Fiona Measham, a professor of criminology at Durham University and co-director of The Loop, has met with Glastonbury co-organiser Emily Eavis and says she is “generally favourable” about testing. Measham is hopeful The Loop can introduce the operation to Glastonbury in the coming years. “People tend to take a larger quantity of drugs when they’re at a festival and they take a wider range of drugs so there are added risks even for people who might use in day-to-day life. It’s partly because they’re essentially on holiday for four days and they don’t have the usual constraints. It is generally a time of greater recklessness and greater intoxication but also greater risks. The value of on-site testing is that it is happening in real time so we can get the results out to the people who might be directly impacted by what’s in circulation. We can also share the information with emergency services so they know what they’re dealing with too.”

The biggest problem drug at festivals is alcohol
The biggest problem drug at festivals is alcohol (Reuters)

Glastonbury makes clear that it does not condone the dealing in or use of illegal drugs and that drug enforcement laws are as applicable on the festival site as anywhere else in the country. Searches are carried out on entering the gates and people found with substances run the risk of getting kicked out. “If you deal in drugs, it is likely that you will be arrested,” the organisers warn. “People do get busted every year.”
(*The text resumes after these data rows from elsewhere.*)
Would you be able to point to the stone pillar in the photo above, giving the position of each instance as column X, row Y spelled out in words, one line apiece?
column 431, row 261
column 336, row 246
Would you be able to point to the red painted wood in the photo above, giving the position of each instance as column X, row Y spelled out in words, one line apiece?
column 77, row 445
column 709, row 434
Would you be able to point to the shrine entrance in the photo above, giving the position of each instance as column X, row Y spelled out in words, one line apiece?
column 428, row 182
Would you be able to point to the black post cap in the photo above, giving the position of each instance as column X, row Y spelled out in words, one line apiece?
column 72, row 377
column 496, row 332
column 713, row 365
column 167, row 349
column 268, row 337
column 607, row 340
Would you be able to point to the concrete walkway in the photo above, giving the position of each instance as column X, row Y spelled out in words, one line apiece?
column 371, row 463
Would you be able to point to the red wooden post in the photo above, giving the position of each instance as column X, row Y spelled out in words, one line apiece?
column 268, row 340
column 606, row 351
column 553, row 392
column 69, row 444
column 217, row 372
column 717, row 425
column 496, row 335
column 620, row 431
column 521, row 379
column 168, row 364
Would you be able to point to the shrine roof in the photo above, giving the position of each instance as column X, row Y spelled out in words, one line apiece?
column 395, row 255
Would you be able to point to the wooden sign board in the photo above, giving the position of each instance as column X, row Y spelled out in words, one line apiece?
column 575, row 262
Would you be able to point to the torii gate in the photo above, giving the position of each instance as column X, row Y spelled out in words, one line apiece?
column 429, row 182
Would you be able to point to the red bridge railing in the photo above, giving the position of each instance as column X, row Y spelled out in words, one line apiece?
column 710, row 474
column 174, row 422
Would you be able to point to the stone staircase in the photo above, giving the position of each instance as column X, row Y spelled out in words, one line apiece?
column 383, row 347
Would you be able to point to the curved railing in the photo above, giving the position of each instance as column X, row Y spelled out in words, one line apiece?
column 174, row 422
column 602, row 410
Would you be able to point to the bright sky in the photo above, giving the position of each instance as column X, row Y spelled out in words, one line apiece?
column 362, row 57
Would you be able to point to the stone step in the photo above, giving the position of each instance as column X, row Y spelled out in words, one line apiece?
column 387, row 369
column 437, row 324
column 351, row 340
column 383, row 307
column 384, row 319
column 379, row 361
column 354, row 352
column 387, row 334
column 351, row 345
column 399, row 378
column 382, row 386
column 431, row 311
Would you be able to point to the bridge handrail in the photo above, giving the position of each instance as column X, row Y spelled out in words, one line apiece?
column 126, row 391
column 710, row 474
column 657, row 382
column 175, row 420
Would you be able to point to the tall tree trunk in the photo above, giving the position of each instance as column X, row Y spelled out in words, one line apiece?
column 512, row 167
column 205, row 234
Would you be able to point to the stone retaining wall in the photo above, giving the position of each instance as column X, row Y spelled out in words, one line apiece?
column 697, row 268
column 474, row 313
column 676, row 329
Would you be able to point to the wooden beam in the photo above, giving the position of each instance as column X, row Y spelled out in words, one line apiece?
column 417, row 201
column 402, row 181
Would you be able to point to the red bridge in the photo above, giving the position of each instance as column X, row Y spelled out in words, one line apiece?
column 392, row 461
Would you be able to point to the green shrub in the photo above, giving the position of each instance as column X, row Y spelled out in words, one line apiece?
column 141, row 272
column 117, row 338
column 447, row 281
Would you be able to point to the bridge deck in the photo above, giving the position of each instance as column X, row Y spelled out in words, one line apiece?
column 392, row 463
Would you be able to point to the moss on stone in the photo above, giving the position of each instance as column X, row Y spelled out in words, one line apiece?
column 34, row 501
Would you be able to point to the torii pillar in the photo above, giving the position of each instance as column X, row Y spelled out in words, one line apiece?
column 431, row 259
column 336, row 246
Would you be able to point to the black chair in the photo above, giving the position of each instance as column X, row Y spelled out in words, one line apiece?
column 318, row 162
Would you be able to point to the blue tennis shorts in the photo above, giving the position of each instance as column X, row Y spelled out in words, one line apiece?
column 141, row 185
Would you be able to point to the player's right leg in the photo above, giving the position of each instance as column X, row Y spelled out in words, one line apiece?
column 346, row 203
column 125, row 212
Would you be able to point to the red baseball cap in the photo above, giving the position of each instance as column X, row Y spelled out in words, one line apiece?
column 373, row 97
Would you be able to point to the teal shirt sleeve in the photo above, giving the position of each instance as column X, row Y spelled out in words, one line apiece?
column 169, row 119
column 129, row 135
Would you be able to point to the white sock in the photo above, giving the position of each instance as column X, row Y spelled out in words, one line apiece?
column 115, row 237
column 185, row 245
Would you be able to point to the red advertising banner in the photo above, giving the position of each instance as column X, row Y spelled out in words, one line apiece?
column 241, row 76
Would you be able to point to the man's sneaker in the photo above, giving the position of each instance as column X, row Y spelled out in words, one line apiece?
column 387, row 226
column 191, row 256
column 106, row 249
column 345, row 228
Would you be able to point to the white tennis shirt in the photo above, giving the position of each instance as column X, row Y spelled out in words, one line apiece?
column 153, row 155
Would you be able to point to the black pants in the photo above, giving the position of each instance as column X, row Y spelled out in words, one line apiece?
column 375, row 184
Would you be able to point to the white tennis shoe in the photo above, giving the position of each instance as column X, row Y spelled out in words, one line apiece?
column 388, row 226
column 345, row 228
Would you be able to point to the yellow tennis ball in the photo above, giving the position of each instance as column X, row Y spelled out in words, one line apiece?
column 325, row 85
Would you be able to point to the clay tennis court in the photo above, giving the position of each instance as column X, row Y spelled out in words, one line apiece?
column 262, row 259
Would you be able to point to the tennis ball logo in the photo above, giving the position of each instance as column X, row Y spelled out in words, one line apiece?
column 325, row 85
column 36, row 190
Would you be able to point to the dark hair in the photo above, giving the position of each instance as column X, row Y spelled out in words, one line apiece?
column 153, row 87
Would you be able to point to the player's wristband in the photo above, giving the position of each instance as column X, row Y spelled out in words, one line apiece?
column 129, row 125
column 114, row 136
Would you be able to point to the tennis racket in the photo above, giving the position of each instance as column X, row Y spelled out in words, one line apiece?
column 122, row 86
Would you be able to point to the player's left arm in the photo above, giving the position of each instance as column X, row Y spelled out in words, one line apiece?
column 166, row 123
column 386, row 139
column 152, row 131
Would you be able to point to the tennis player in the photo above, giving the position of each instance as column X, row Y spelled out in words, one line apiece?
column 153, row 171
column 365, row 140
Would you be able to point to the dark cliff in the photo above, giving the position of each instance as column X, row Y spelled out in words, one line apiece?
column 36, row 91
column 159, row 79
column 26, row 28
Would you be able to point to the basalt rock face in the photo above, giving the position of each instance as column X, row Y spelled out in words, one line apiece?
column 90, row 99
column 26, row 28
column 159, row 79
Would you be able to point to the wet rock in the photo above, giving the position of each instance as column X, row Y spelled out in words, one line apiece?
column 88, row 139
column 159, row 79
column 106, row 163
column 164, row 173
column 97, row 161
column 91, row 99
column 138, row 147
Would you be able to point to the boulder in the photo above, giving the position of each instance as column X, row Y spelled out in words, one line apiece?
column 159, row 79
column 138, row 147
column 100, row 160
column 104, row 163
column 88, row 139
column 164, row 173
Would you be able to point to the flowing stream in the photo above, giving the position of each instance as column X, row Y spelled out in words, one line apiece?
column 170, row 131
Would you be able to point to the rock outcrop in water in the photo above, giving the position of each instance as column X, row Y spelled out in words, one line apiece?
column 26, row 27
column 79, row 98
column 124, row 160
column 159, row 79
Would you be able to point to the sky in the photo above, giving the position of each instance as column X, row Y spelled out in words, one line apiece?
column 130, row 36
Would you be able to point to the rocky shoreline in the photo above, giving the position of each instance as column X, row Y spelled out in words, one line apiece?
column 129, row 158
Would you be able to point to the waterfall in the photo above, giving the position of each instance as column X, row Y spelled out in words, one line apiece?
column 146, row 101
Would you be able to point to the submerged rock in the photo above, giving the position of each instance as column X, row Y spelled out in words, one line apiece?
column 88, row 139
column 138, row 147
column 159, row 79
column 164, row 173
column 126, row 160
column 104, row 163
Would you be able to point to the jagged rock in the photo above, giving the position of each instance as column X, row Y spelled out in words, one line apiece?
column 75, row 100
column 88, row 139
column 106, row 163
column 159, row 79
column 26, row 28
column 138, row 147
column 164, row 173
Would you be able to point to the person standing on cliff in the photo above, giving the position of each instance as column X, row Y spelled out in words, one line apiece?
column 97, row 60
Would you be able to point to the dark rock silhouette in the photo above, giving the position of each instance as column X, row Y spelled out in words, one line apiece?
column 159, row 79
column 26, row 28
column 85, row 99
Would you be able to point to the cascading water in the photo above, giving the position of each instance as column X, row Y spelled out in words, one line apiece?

The organisers are also keen to point out on their website the dangers associated with experimenting with drugs. “The crowds and the sheer size of the festival can be very frightening and disorientating,” their advice reads. People who do become ill or afraid can be supported by Festival Medical Services, which celebrates its 40th anniversary at Glastonbury this year. The charity has five medical centres on site and an 800-strong member crew to deal with any health and wellbeing issues that may arise – whether it be a bad reaction to a drug, a pulled muscle or toothache.

While most people are focused on pills, cocaine and ketamine, it is important to note, says Hamilton, that perhaps the biggest problem drug at festivals is one that craftily slips almost completely under the radar and gets a free pass – alcohol. “Most harms and death involve MDMA plus alcohol, but because we’re practically blind to the risks of alcohol we don’t see it and just see the MDMA,” he adds. “As a parent of teenagers, my biggest concern is making sure they understand alcohol. The paradox is also the sponsorship of festivals (Smirnoff, Somersby cider and Carlsberg are among the official partners of Reading Festival, for instance) and again that’s another way the industry tries to associate this product with having a good time.”

Having a good time though – with or without the use of mind-altering substances – is, of course, the principal draw of Glastonbury Festival. And it is important to remember that drugs can really be a lot of fun, says Emma, if we are to have a rational approach towards them. “It’s damaging [not to],” she says. “If we don’t acknowledge the enormous joy and fun that people get from taking drugs then how can you have a sensible discussion about the downsides? There are some, I have seen people freak out at Glastonbury, but harm reduction and knowledge and understanding are what is needed.”

As she heads to Glastonbury this weekend, 25 years after that initial captivating taste of the festival, Emma is aware it is a different experience from those first years. She would not take any drugs other than ecstasy and MDMA now and has ruled out buying anything from dealers on site that she does not already know. She is also cautious about sounding too nostalgic. “I always presume that unless I know someone I wouldn’t be getting any,” she says. “I don’t have anything [drugs] to take to Glastonbury this year and I’ll be fine without them. I still have fun at Glastonbury and I think it’s amazing.”